Des indicateurs économiques positifs, un taux de chômage historiquement bas et un niveau d'emploi record : l'économie québécoise tourne à plein régime. Toutefois, ces bonnes nouvelles sont symptomatiques d'un autre phénomène : un marché du travail très compétitif où les entreprises peinent à dénicher les talents. Inventaire des défis de l'heure. 

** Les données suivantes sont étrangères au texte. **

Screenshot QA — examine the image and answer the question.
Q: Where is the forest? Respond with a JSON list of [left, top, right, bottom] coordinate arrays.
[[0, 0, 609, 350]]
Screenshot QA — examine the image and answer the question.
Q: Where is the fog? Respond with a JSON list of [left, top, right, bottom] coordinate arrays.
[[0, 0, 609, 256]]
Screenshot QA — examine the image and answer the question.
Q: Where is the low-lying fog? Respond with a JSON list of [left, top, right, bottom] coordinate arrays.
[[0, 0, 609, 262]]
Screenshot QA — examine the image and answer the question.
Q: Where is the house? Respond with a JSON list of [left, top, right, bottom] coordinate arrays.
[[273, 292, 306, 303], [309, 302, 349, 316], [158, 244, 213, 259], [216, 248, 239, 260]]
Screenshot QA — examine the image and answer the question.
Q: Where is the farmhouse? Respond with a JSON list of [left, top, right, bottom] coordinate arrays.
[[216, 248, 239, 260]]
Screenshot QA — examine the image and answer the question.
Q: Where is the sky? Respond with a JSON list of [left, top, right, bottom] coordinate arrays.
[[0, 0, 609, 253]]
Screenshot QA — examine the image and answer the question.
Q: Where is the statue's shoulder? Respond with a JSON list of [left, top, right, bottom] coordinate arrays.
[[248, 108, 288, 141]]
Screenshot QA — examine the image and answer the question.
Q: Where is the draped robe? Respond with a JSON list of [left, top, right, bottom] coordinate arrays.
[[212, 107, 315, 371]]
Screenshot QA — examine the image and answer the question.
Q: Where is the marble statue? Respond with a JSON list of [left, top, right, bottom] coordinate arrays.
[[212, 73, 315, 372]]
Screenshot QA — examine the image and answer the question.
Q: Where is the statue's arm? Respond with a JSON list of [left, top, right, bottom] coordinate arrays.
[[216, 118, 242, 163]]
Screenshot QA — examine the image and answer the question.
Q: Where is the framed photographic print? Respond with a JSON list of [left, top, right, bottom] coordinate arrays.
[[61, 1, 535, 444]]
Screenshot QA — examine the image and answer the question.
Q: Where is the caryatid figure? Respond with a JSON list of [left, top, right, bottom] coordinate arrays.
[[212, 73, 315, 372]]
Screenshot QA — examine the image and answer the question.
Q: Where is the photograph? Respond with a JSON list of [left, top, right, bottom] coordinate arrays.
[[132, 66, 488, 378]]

La solide croissance affichée par l’économie du Québec a des effets sur l’emploi. À cela, il faut ajouter des facteurs démographiques comme le départ à la retraite de la vaste cohorte de baby-boomers et la diminution de la population active. Résultat : en août 2018, le taux de chômage dans la province s’élevait à seulement 5,6 %1, avec une moyenne mensuelle de 5,5 % depuis le début de l’année et un gain de 53 800 emplois comparativement à la même période en 2017. Ce creux historique, inédit depuis 1976 – année où on a commencé à comptabiliser ces données –, se conjugue à un autre record : un taux d’emploi de plus de 84 % pour la tranche des 25-54 ans. À la clé, un marché du travail très vigoureux, au point où certains experts avancent même un diagnostic de plein emploi. Autrement dit, tous ceux qui souhaitent travailler le peuvent, du moins en théorie.

Dans ce ciel sans nuages se profilent toutefois des défis considérables en matière de main-d’œuvre. Voici ce qui attend les gestionnaires au cours des prochaines années, avec quelques pistes de solution.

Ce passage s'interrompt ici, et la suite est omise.